The changing world fortunes have left the firm of Briggs and Murrison on its last legs, but James Cornelius (Cox) maintains a surprisingly sunny disposition, convinced that his partner Bob Murrison (Jamie Newall) will return from a sales trip with enough orders to stave off the company's many creditors. While he's willing to do whatever he can to keep the office afloat, one also senses Cornelius knows that the book is closing on this chapter of his life. And he may be ready to start a new one — especially after the arrival of comely typist Judy Evison (Emily Barber).
Judy's presence immediately irks the plain, starchy Miss Porrin (Pandora Colin), who's clearly in love with Cornelius, but has surprisingly little effect on veteran coworker Biddle (Col Farrell) and Lawrence (David Ellis), the frustrated office boy. However, what eventually upsets the delicate balance of the firm — and Cornelius' world view — is when Murrison returns, not just empty-handed but absolutely quite insane.
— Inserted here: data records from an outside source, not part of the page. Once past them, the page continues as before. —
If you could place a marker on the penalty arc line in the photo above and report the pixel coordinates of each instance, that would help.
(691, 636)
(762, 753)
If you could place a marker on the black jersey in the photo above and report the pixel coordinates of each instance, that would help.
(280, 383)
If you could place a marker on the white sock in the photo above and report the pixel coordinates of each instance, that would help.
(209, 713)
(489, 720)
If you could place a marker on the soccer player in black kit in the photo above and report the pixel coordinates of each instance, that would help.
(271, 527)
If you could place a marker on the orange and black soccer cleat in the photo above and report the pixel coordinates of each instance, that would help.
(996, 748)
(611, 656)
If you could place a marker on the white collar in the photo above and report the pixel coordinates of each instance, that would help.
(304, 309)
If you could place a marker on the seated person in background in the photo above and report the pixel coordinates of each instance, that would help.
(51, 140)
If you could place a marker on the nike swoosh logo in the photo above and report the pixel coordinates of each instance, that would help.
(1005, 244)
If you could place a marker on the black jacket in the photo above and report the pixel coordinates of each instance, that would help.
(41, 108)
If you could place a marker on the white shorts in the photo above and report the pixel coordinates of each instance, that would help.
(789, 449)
Cox's broadly entertaining, carefully conceived turn is a marvel, showing off the many facets of Cornelius' personality as the three-act play evolves. He's part-pragmatist and part-dreamer; part world-weary soul and part eternal optimist. His interactions with the various salespeople who come to peddle their wares — sometimes tough one second and tender the next — are particularly enlightening, as are his dealings with the firm's starchy creditors, notably the callow Eric Shefford (Alex Bartram). Equally compelling is the depth of feeling he brings to his brief reconciliation with Murrison. And his final moments alone in the soon-to-be-shuttered office are simply stunning.
The actor is also to be lauded for letting the entire ensemble shine, no matter how large or small their roles. In addition to the enchanting Barber and pathetic Colin, both of whom perfectly embody their characters, Beverley Klein stands out in dual roles as the smarter-than-she-seems cleaning lady, Mrs. Robert, and the not-so-bright Mrs. Reade, the landlord's dithery niece who quickly develops her own hankering for Cornelius.
Even with such a juicy role at its center, Cornelius isn't the kind of fare that's likely to have a commercial New York run. So let's be grateful to Brits Off Broadway for allowing us to take in this forgotten gem.